The Atomic Clock Scientific Precision
Precision is becoming increasingly important in modern technologies and none more so than accuracy in time keeping. From the internet to satellite navigation, precise and accurate synchronicity is vital in the modern age.
In fact many of the technologies that we take for granted in today’s world, would not be possible if it wasn’t for the most accurate machines invented – the atomic clock.
Atomic clocks are just timekeeping devices like other clocks or watches. But what stands them apart is the accuracy they can achieve. As a crude example your standard mechanical clock, such as a town centre clock tower, will drift by as much as a second a day. Electronic clocks such as digital watches or clock radios are more accurate. These types of clock drift a second in about a week.
However, when you compare the precision of an atomic clock in which a second will not be lost or gained in 100,000 years or more the accuracy of these devices is incomparable.
Atomic clocks can achieve this accuracy by the oscillators they use. Nearly all types of clock have an oscillator. In general, an oscillator is just a circuit that regularly ticks.

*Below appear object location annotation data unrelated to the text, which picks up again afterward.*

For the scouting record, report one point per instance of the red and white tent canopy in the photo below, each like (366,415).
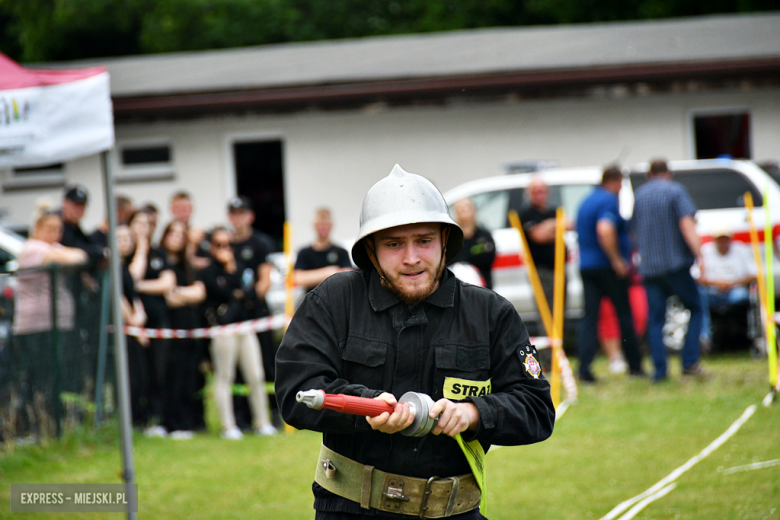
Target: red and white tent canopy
(51,116)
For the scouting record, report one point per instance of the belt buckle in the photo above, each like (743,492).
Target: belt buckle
(453,495)
(393,494)
(426,494)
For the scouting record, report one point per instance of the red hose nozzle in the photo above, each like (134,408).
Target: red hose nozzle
(419,404)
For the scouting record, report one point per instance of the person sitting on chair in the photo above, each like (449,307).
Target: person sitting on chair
(728,270)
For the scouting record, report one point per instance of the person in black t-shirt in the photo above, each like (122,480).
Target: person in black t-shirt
(230,298)
(153,278)
(479,249)
(124,208)
(134,316)
(74,204)
(253,247)
(538,220)
(183,309)
(322,259)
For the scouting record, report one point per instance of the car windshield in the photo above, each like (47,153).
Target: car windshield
(493,206)
(715,188)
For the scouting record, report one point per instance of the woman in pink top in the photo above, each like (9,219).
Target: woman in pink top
(33,320)
(33,294)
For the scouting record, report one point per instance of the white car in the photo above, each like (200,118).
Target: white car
(716,186)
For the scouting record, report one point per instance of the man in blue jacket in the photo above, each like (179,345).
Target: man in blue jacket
(605,265)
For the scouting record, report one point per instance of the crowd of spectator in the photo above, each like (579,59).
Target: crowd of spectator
(190,278)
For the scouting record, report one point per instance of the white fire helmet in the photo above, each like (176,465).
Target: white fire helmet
(399,199)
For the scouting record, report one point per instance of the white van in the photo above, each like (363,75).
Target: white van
(716,186)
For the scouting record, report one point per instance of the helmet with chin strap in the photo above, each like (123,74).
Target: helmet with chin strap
(399,199)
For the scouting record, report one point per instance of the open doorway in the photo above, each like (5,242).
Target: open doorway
(260,177)
(724,134)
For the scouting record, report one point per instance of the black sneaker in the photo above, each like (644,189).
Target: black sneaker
(695,371)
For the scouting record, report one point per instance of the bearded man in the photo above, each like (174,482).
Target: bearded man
(405,323)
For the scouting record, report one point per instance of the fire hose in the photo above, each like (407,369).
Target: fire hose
(419,405)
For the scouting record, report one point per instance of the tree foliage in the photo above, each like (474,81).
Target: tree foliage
(49,30)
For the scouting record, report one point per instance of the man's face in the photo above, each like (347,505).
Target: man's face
(124,240)
(181,209)
(241,219)
(410,257)
(72,212)
(49,229)
(723,244)
(537,194)
(322,227)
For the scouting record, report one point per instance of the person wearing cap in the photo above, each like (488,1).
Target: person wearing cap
(728,268)
(479,249)
(322,258)
(605,267)
(404,322)
(253,248)
(74,204)
(665,230)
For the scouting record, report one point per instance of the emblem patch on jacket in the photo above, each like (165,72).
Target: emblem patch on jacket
(458,389)
(532,366)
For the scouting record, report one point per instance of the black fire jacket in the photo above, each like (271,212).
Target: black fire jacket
(352,336)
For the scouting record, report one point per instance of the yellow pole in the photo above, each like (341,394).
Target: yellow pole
(558,310)
(289,284)
(762,296)
(771,344)
(533,276)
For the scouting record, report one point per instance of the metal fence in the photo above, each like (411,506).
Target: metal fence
(56,365)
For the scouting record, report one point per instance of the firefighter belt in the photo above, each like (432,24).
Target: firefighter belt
(371,488)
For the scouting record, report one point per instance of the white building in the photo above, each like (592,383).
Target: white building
(297,126)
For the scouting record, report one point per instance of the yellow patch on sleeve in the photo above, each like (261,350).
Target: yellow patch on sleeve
(458,389)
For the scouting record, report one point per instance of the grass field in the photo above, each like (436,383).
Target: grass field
(621,438)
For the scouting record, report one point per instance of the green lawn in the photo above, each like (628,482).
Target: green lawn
(619,440)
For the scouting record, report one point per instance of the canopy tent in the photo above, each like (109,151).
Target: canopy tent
(51,116)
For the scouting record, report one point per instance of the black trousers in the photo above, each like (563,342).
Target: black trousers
(157,365)
(597,283)
(181,376)
(139,382)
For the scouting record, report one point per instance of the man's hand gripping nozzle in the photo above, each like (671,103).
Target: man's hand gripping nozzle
(419,404)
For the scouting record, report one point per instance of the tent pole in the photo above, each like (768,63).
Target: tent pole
(120,350)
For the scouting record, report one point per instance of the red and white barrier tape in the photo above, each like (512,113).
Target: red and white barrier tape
(277,321)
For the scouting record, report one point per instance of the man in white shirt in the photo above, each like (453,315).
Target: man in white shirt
(727,272)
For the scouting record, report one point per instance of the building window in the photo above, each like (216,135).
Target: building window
(144,161)
(46,175)
(717,135)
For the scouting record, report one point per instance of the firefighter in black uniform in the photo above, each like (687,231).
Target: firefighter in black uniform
(74,203)
(405,323)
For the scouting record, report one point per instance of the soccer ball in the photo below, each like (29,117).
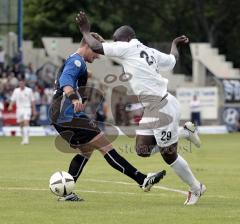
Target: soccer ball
(61,183)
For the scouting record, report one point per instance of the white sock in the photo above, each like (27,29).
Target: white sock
(182,133)
(155,149)
(182,169)
(25,133)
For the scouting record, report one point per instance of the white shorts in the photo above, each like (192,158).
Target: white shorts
(165,126)
(23,114)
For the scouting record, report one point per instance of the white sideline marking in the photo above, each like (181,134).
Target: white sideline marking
(96,181)
(126,183)
(83,191)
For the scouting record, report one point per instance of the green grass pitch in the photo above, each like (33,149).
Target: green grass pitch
(111,197)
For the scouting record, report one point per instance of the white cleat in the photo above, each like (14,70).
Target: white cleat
(193,135)
(193,197)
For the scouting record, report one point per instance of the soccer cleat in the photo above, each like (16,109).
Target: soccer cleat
(193,197)
(151,179)
(70,197)
(24,142)
(193,135)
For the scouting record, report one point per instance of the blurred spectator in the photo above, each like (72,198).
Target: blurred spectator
(195,108)
(119,112)
(12,80)
(1,115)
(17,59)
(2,60)
(30,76)
(48,95)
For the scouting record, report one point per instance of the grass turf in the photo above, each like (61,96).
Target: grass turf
(25,198)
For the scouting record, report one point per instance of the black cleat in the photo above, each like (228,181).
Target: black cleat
(151,179)
(70,197)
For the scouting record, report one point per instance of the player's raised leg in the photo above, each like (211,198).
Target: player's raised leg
(182,169)
(122,165)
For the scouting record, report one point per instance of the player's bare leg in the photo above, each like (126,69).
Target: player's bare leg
(119,163)
(25,132)
(182,169)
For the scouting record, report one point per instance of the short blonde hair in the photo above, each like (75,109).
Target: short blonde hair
(96,36)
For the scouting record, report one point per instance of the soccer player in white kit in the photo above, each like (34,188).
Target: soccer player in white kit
(144,65)
(24,99)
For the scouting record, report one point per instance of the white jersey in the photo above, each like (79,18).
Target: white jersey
(23,98)
(144,64)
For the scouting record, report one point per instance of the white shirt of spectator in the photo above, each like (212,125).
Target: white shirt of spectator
(144,64)
(1,108)
(195,106)
(23,98)
(2,56)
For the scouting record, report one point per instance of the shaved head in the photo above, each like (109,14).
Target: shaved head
(124,33)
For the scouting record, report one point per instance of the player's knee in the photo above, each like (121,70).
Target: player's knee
(169,153)
(143,150)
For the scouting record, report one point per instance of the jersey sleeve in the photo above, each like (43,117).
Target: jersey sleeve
(32,97)
(115,49)
(70,73)
(166,62)
(14,96)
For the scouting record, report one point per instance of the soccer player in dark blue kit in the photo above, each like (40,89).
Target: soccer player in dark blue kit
(81,132)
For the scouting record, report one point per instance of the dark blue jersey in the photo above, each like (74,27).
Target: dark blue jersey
(73,73)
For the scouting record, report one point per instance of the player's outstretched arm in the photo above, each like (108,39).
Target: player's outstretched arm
(84,27)
(176,42)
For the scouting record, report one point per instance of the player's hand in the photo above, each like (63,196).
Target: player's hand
(10,107)
(181,40)
(83,22)
(78,106)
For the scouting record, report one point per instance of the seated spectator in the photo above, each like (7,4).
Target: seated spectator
(2,59)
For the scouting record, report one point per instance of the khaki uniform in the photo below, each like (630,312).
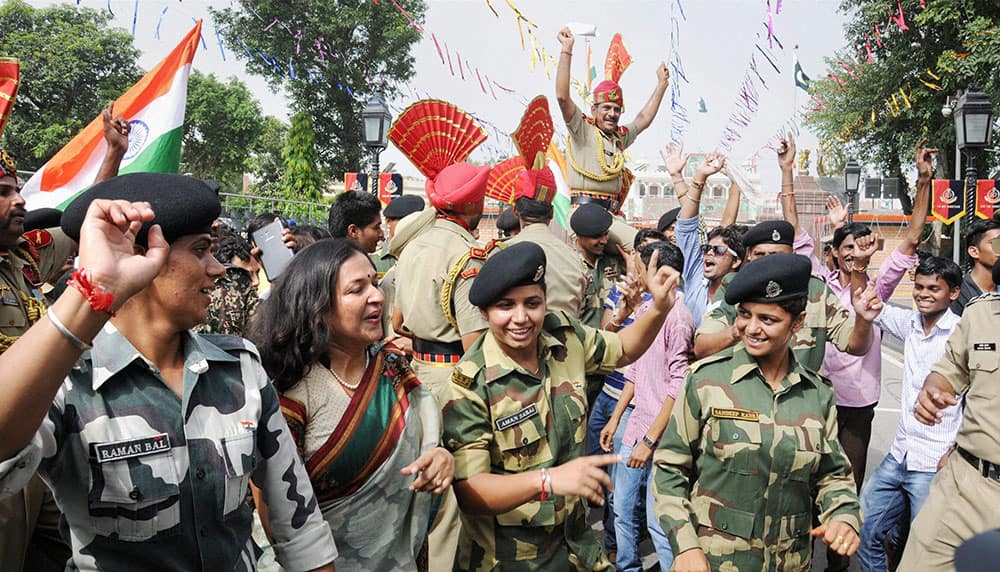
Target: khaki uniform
(584,147)
(742,470)
(504,420)
(423,271)
(827,320)
(37,258)
(565,278)
(962,502)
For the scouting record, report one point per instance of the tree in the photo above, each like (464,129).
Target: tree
(363,50)
(896,99)
(301,179)
(222,125)
(72,64)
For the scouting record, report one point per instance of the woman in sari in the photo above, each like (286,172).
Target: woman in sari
(366,429)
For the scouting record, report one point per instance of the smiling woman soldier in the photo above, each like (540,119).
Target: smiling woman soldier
(517,418)
(147,433)
(751,456)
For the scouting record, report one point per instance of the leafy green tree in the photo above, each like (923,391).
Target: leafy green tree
(364,50)
(73,62)
(222,125)
(947,46)
(301,179)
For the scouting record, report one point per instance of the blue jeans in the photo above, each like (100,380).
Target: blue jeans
(884,502)
(633,493)
(604,406)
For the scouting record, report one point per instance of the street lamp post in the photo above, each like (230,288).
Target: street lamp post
(852,180)
(376,126)
(973,127)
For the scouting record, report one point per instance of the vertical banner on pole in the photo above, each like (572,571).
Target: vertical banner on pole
(390,186)
(355,181)
(948,200)
(987,197)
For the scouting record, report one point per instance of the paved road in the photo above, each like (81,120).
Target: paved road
(883,430)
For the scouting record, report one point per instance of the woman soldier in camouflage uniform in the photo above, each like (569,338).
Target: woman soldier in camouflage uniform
(751,457)
(517,419)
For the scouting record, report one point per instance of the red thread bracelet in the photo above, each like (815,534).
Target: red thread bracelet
(99,298)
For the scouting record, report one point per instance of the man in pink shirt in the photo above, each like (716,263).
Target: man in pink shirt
(654,380)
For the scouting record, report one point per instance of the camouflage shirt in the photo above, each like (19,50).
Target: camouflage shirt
(601,277)
(149,481)
(743,470)
(827,320)
(504,420)
(231,304)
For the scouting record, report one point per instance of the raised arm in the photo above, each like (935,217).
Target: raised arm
(786,160)
(116,131)
(732,211)
(648,111)
(566,104)
(35,366)
(921,204)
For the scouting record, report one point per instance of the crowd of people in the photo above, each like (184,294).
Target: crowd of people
(403,397)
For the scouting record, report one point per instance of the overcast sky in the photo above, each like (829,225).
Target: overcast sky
(715,43)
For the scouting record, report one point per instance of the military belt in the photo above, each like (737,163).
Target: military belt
(437,352)
(581,198)
(987,469)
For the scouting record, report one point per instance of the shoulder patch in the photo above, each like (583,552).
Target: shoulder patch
(460,379)
(231,344)
(39,238)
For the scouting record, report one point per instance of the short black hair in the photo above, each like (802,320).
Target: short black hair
(263,219)
(352,207)
(977,229)
(530,210)
(732,238)
(855,229)
(669,255)
(232,245)
(943,267)
(645,234)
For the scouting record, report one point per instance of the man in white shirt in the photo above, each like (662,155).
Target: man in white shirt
(902,482)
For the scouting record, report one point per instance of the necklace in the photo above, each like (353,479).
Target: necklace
(351,386)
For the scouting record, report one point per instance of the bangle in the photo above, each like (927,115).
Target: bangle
(99,298)
(70,336)
(546,485)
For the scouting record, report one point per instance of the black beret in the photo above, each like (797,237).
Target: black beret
(507,222)
(42,218)
(770,279)
(402,206)
(769,232)
(590,220)
(516,265)
(183,205)
(668,218)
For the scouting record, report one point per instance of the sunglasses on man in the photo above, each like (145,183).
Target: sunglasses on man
(717,249)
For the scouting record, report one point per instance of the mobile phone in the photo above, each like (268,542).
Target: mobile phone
(274,255)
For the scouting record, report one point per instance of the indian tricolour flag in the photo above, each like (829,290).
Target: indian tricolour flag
(561,204)
(154,108)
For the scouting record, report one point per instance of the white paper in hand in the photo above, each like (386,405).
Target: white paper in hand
(586,30)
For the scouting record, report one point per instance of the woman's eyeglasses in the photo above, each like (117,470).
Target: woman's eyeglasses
(717,249)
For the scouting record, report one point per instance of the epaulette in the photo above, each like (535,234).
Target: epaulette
(38,238)
(231,344)
(984,296)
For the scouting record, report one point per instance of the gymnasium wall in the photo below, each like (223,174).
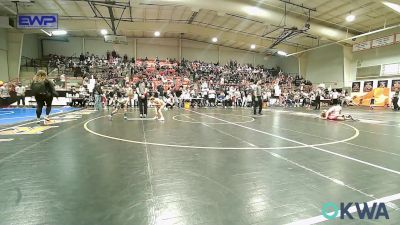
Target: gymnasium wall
(3,55)
(378,56)
(289,64)
(31,46)
(325,65)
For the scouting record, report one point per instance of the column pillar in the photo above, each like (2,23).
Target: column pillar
(180,48)
(15,41)
(135,48)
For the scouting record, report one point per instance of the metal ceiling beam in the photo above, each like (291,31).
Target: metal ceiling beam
(8,9)
(192,17)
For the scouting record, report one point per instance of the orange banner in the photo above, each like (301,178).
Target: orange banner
(381,96)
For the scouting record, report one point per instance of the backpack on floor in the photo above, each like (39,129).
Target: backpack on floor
(39,88)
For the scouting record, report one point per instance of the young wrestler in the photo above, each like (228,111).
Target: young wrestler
(335,113)
(158,106)
(119,102)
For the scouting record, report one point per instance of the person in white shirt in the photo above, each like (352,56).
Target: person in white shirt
(211,97)
(335,113)
(335,97)
(20,89)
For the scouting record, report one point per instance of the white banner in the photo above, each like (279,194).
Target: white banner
(362,46)
(383,41)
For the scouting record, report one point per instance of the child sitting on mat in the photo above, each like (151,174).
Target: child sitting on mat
(158,106)
(335,113)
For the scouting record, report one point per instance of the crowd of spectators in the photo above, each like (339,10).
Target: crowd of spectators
(201,83)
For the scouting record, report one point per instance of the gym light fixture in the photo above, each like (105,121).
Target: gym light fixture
(254,11)
(103,32)
(58,32)
(282,53)
(394,6)
(350,18)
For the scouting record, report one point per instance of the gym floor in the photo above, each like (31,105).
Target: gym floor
(200,166)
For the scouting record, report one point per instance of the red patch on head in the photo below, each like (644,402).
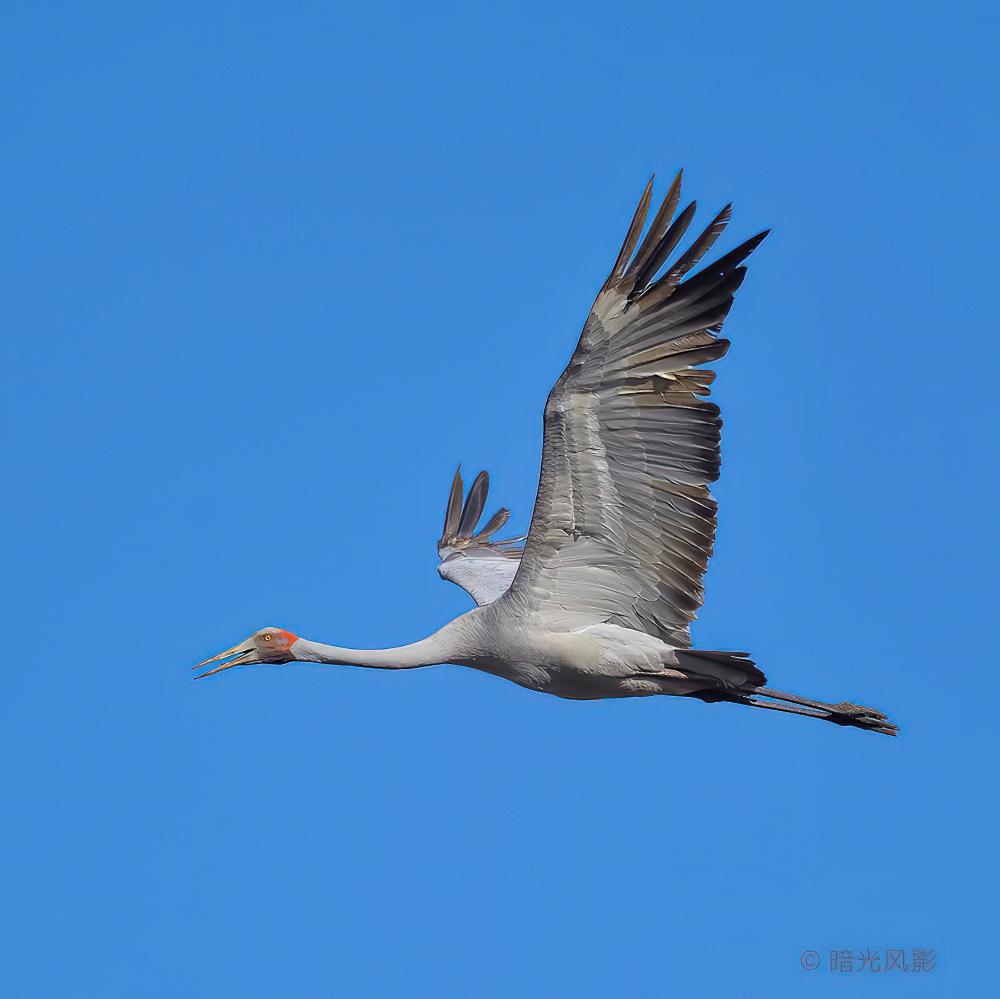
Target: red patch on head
(286,638)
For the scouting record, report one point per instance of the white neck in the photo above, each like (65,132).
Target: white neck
(440,647)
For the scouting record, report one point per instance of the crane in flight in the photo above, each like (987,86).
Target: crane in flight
(598,600)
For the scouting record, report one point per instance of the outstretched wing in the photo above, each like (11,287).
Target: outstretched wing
(624,523)
(483,568)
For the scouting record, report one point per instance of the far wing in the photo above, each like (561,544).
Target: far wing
(624,522)
(483,568)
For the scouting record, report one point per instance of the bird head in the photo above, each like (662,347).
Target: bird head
(269,645)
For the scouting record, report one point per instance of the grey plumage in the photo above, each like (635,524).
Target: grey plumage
(599,600)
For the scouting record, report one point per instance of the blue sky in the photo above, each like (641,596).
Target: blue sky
(270,271)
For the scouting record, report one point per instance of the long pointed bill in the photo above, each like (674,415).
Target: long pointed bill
(244,653)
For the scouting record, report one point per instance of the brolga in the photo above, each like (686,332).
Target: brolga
(598,599)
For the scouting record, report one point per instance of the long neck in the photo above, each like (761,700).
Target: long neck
(441,647)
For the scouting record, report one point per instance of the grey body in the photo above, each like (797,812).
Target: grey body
(599,601)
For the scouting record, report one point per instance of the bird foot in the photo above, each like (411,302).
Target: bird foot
(860,716)
(858,711)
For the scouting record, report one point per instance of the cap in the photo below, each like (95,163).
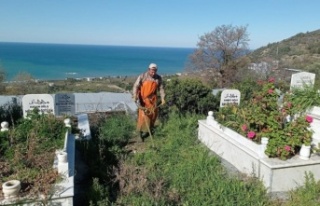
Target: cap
(153,66)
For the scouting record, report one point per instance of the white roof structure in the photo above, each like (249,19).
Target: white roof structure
(8,99)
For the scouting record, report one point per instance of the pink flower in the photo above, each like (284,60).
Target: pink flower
(244,127)
(289,104)
(260,82)
(309,119)
(271,79)
(287,148)
(251,135)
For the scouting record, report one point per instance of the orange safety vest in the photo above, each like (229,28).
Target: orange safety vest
(148,112)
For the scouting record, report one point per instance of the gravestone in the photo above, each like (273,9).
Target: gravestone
(230,96)
(64,104)
(44,102)
(300,79)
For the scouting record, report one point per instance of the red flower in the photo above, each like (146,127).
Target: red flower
(287,148)
(251,135)
(244,127)
(309,119)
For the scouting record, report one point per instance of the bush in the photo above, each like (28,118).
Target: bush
(190,95)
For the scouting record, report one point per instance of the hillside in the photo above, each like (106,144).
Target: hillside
(301,51)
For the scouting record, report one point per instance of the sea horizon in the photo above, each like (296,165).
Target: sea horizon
(48,61)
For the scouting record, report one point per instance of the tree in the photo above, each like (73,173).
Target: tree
(219,53)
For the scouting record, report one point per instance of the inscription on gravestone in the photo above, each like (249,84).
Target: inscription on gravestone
(64,104)
(44,102)
(230,96)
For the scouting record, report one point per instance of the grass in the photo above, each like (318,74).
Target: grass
(176,169)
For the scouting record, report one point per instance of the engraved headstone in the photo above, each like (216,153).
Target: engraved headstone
(44,102)
(64,104)
(300,79)
(230,96)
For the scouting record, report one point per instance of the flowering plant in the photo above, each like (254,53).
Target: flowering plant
(265,116)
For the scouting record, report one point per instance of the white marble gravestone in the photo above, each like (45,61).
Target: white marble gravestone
(230,96)
(300,79)
(44,102)
(64,104)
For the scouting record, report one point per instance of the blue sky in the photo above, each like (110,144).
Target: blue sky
(165,23)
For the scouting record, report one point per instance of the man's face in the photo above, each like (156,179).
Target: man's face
(152,71)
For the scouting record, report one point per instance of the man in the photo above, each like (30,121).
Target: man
(145,94)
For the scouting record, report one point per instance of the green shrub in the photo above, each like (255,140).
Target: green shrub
(117,130)
(190,95)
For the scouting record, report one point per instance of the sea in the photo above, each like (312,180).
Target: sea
(62,61)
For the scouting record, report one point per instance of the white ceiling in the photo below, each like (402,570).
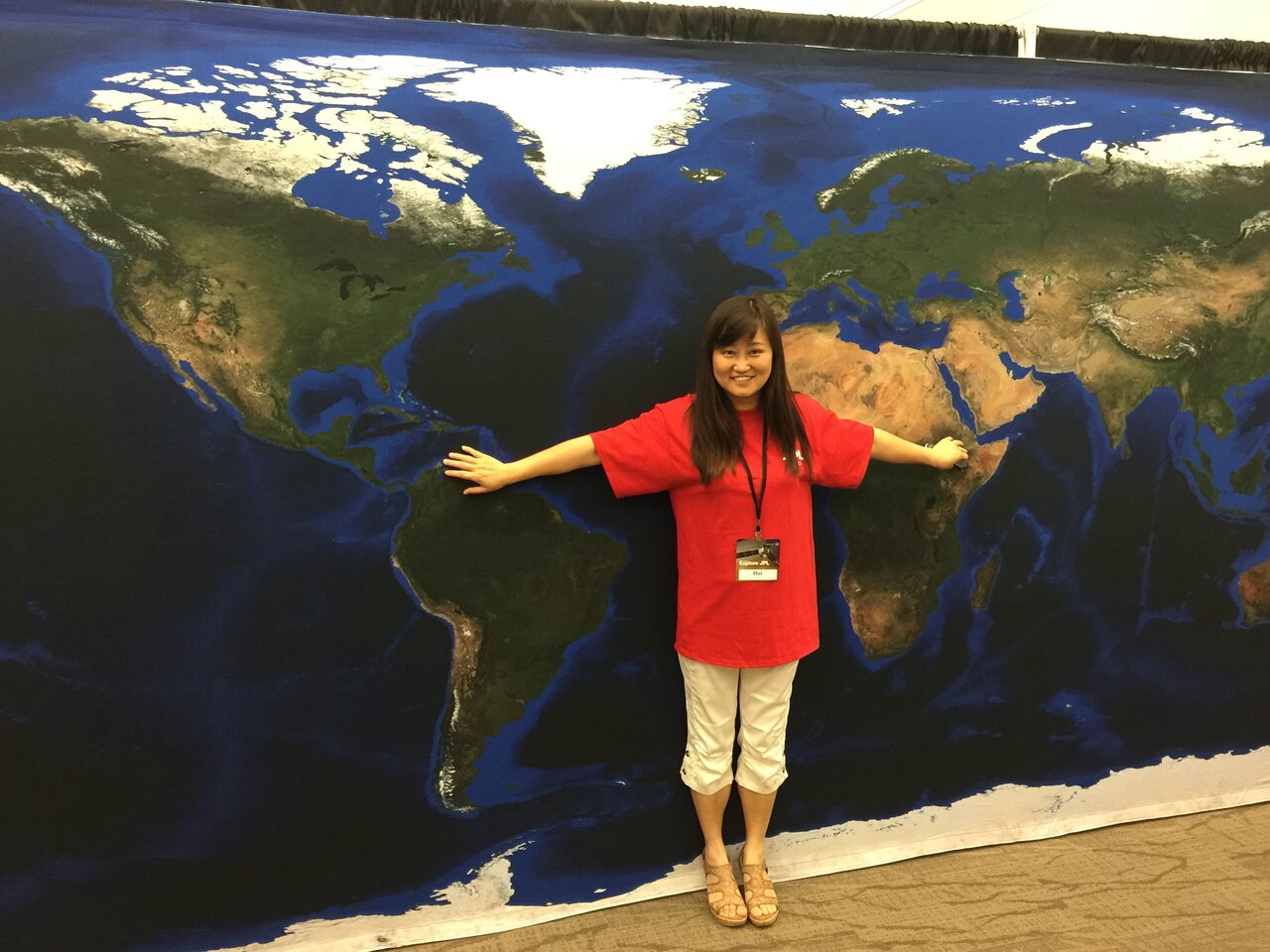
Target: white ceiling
(1209,19)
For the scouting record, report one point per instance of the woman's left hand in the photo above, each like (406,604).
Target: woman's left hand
(948,453)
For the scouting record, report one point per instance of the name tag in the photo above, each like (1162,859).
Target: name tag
(758,558)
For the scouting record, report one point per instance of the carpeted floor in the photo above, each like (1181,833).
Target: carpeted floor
(1188,884)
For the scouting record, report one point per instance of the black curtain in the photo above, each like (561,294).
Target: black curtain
(672,22)
(1153,51)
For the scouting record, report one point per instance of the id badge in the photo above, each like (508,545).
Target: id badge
(758,558)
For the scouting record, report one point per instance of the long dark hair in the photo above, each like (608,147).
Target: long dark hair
(715,425)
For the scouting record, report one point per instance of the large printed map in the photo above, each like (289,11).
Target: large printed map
(330,254)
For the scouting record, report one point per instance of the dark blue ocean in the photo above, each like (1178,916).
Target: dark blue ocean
(218,703)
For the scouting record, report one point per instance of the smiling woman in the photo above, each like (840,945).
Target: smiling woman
(747,610)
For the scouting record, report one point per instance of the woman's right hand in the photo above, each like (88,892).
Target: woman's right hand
(486,472)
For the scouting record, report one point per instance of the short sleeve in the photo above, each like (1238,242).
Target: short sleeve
(649,453)
(839,448)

Mechanical clocks use pendulums and springs to provide a regular oscillation while electronic clocks have a crystal (usually quartz) that when an electric current is run through, provides an accurate rhythm.
Atomic clocks use the oscillation of atoms during different energy states. Often caesium 133 (and sometimes rubidium) is used as its hyperfine transitional oscillation is over 9 billion times a second (9,192,631,770) and this never changes. In fact, the International System of Units (SI) now officially regards a second in time as 9,192,631,770 cycles of radiation from the caesium atom.
Atomic clocks provide the basis for the world’s global timescale – UTC (Coordinated Universal Time). And computer networks all over the world stay in sync by using time signals broadcast by atomic clocks and picked up on NTP time servers (Network Time Server).